The international community is watching to what extent Nepal is implementing those treaties. The TRC cannot be successful if it fails to take a balanced approach to these three issues.
How do you view the position of three major stakeholders—the NC, the UML and the Maoists—on transitional justice?
Broadly, there were all in the favour of reconciliation over prosecution. They argued that a focus on prosecution would exacerbate the conflict. We told them that while we are aware of their concerns, it should also be noted that several cases of rights violations are unrelated to the conflict. The spirit of reconciliation is that it has to come from the hearts of the victims. We have found that there are some cases in which the victims want to forgive and forget. But there are also cases where they feel they deserve justice. The TRC will not go against the wishes of the victims. The political parties and other stakeholders now seem to have internalised that serious cases of rights violations have to be prosecuted, and the TRC takes that as a positive sign.
How has the TRC looked at two recent incidents related to war-era cases, namely the cancellation of the newly-elected Prime Minister Pushpa Kamal Dahal’s trip to Australia and Nepal Army Officer Kumar Lama’s ongoing prosecution for torture in the UK?
Col Lama’s case has established that cases of torture are not confined to the jurisdiction of any state. Dahal’s case shows that there isn’t much we can do about how a particular country’s judiciary decides to deal with people who have allegedly committed crimes in Nepal. But the TRC has made it clear to the international community that we are committed to respecting human rights, and that violators will be brought to justice. I am convinced that the Nepal government will heed the final report of the TRC seriously and follow its recommendations.
When do you expect the TRC’s work to come to a conclusion?
We are planning on completing the work within the TRC’s mandate, which is about six-and-a-half months away. But for that to happen, laws and regulations have to be amended according to our request and we have to be provided with adequate resources.
What has the TRC done so far to facilitate reconciliation and reparation?
We are in the process of forming various task forces, which will take about ten more days. Reconciliation is our main responsibility. But our work may not be acceptable if we do not take into consideration the views of the victims’ representatives. We will also formulate policies to facilitate reparation to the victims. We will discuss ways to carry out public hearings in the future. Our job is not only limited to unearthing what happened during the conflict, but also why they happened so as to ensure that they are not repeated.
One only needs schooling up to Grade 8 to qualify for recruitment into Nepal’s security forces. If they have no idea about human rights or the Geneva Convention, how will they know if they have flouted the law? Many of those who fought for the rebels were even less educated. So they need training and education about conflict and human rights from an early age. We have to think of the consequences of imposing Western standards of human rights on our country. Will this facilitate conflict management or will it trigger another conflict?

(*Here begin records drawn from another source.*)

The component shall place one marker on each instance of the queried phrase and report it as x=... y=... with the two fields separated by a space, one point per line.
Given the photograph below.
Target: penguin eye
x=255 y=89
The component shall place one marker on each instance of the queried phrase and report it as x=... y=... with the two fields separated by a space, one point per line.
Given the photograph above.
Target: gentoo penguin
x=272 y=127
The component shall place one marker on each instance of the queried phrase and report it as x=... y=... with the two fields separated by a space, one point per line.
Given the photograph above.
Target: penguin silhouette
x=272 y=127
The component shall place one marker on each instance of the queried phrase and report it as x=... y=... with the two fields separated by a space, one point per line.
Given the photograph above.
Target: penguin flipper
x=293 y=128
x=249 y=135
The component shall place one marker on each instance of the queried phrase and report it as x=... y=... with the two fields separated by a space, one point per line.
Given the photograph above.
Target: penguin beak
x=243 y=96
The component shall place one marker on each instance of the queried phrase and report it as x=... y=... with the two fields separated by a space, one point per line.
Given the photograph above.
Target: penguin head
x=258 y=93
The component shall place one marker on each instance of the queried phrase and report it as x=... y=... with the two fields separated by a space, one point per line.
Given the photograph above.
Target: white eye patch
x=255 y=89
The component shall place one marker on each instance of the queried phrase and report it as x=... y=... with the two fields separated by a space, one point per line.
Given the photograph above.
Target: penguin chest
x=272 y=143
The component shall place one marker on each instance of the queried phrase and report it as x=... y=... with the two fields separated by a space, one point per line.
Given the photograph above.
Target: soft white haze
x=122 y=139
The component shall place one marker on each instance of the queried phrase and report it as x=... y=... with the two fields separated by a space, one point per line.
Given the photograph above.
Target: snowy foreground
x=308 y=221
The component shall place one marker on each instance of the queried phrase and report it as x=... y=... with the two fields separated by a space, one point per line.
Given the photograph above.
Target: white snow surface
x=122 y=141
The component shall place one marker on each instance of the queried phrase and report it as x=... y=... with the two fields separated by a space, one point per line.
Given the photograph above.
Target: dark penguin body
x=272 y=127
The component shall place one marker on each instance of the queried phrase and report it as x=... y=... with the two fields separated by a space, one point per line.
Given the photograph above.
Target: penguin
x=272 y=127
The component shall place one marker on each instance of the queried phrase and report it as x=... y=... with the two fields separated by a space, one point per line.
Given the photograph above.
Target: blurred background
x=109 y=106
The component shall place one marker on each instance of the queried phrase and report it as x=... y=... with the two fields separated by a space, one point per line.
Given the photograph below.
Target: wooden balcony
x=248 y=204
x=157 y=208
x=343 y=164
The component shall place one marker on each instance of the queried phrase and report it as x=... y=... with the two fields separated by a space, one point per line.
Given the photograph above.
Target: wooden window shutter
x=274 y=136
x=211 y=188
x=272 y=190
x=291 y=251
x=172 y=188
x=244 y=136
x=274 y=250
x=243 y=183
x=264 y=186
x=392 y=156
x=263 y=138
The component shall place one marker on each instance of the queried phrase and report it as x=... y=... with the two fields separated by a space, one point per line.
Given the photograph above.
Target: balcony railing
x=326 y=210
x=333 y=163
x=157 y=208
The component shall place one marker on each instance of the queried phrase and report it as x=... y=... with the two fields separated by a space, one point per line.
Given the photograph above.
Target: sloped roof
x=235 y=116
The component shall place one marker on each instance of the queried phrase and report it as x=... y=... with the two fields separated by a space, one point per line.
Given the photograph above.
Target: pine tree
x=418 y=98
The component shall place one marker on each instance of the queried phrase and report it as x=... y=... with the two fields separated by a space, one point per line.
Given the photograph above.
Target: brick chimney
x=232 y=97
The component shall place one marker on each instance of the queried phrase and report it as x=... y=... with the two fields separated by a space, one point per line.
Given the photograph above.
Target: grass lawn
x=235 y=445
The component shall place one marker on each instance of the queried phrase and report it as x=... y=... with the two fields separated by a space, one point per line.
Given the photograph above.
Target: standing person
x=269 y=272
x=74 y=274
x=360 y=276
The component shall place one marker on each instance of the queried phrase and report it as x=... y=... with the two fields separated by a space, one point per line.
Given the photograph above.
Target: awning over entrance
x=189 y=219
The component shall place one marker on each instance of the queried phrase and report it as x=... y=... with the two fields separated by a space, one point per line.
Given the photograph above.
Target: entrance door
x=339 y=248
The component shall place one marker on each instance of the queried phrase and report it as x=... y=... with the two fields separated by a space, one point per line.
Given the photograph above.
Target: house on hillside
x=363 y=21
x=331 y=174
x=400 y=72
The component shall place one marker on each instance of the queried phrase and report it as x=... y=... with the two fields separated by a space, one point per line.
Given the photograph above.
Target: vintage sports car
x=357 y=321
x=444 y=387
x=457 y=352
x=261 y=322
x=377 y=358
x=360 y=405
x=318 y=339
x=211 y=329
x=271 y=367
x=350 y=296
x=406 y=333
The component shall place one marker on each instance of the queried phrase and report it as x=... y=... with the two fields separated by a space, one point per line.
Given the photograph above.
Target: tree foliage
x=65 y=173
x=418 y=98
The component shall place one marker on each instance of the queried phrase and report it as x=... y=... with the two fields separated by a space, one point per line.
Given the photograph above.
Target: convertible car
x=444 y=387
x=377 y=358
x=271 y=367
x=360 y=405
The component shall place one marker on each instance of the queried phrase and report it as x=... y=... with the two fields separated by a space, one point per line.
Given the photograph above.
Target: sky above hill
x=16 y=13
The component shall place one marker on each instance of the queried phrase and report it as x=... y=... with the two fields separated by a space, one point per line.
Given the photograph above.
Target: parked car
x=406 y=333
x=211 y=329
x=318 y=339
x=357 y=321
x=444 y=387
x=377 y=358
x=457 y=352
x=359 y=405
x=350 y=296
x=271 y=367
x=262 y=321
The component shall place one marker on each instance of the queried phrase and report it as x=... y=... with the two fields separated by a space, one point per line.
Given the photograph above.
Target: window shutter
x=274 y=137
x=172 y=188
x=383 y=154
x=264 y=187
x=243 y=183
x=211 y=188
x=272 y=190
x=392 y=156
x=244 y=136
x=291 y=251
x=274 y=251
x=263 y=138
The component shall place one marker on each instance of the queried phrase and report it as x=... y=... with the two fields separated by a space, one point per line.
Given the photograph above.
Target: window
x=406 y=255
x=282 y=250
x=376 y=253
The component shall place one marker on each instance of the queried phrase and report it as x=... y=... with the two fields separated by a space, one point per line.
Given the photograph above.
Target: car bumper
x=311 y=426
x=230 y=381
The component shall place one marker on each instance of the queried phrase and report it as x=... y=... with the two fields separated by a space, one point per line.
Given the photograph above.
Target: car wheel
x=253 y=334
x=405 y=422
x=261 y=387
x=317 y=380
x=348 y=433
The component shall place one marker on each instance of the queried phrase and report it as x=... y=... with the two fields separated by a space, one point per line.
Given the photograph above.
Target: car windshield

But aren’t there certain universal requirements of post-conflict transition and reconciliation?
South Africa is considered the most successful case of post-conflict reconciliation. But what I found surprising in their acts was that there is no mention of prosecution or reparation, only of reconciliation. We, on the other hand, have a provision of reparation not only from the state but also from the perpetrators. Of course, we have to abide by certain universal requirements, but our main focus is to make sure that the victims are satisfied with the transitional justice process.